Wii2HDMI Review

I have to give credit to Neoya for honesty. The Wii2HDMI converts your Wii’s display port to HDMI, and when asked if the device can deliver true HD visuals, the company answers, “There is no obvious difference if you compare the HDMI signals with the 480p signals displayed under the best conditions.” While you’ll have to keep dreaming of a Wii that wasn’t designed for obsolete TVs, Neoya’s Wii2HDMI has more uses than you might expect.

Let’s get some technical info out of the way. A composite cable (a.k.a. the red/white/yellow cable that came with your Wii) sends all visual information through the yellow-tipped wire and maxes out at a resolution of 480i. A component cable achieves resolutions all the way to 1080p by splitting information among three wires (red, blue, green). HDMI is fully digital for the best quality. Digital uses binary code instead of analog’s electronic pulses, which can be degraded by bad cables and electromagnetic interference.

You may have spent $200 on a fancy HDMI cable with gold tips and nitrogen-gas injections (seriously), but it means nothing unless the source can actually output to the cable’s capacity. The Wii can only output a signal up to 480p. That’s it. You can buy new cables or hack the little white box, but it will never give you more than a 480p source-image. So, what good is an add-on that can’t make your system HD?

If you have yet to upgrade from the cheap composite cables packaged with your system, the switch to HDMI will ensure that you see your games in the highest quality possibly. Not all component cables are made the same, so you may see lapses in quality between the chintzy dollar-store models and the highter-priced offerings from Nintendo or Monster. This divide becomes more and more drastic as the image gets blown up for bigger and better TVs. With HDMI, you can go straight to the best option, and HDMI also offers the benefit of digital audio.

I said that the Wii can never obtain a resolution higher than 480p, and technically that is true, but some TVs have upscalers (a.k.a. upconverters) built in to their HDMI ports. Instead of blowing pixels up to larger sizes, upscalers attempt to digitally enhance the image. Unfortunately, none of the TVs accessible to me at the time of testing had this feature.

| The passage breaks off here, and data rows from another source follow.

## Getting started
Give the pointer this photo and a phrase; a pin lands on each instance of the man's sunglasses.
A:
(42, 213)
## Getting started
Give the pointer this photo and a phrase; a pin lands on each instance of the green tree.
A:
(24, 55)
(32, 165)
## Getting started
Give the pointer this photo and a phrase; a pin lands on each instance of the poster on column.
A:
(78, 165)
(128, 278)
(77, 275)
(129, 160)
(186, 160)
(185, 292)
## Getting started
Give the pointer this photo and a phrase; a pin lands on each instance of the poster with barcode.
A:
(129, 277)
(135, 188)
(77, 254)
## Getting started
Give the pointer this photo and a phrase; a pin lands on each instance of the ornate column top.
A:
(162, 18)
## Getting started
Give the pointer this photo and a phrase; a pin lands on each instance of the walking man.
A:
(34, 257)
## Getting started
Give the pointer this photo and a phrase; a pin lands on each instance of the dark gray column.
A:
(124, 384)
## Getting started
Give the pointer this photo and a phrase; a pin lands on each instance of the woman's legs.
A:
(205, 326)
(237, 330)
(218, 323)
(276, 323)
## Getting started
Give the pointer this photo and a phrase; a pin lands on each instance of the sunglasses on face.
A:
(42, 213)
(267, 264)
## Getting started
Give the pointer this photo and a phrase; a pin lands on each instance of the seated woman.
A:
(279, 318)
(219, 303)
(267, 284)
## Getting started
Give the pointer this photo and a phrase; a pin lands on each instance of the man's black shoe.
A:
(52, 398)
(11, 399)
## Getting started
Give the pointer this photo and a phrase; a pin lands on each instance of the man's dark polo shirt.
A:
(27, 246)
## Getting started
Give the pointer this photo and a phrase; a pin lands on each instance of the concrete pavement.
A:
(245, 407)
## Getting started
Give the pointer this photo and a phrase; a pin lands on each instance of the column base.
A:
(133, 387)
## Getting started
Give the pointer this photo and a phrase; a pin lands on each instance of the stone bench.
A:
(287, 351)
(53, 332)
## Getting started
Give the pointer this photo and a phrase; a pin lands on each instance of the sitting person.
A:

A decade ago, households often had more TVs than people. Many families are now investing in a single, high-quality TV, but you can find a computer in every room. This makes the Wii2HDMI especially handy for kids, roommates, or anyone else who has ever fought over the TV or got yelled at for a late-night gaming session. Even without an HDMI port, converters for the VGA and DVI inputs on modern monitors are very common and inexpensive. For sound, the Wii2HDMI has a standard 3.5 mm jack to connect your speakers.

Wii2HDMI is not the revolutionary product that will turn your Wii into an HD gaming machine (when you find it, say hello to the unicorns for me). But, if you want the most reliable image, have built-in upscaling, or want to play on your computer monitor, Wii2HDMI is perfectly solid.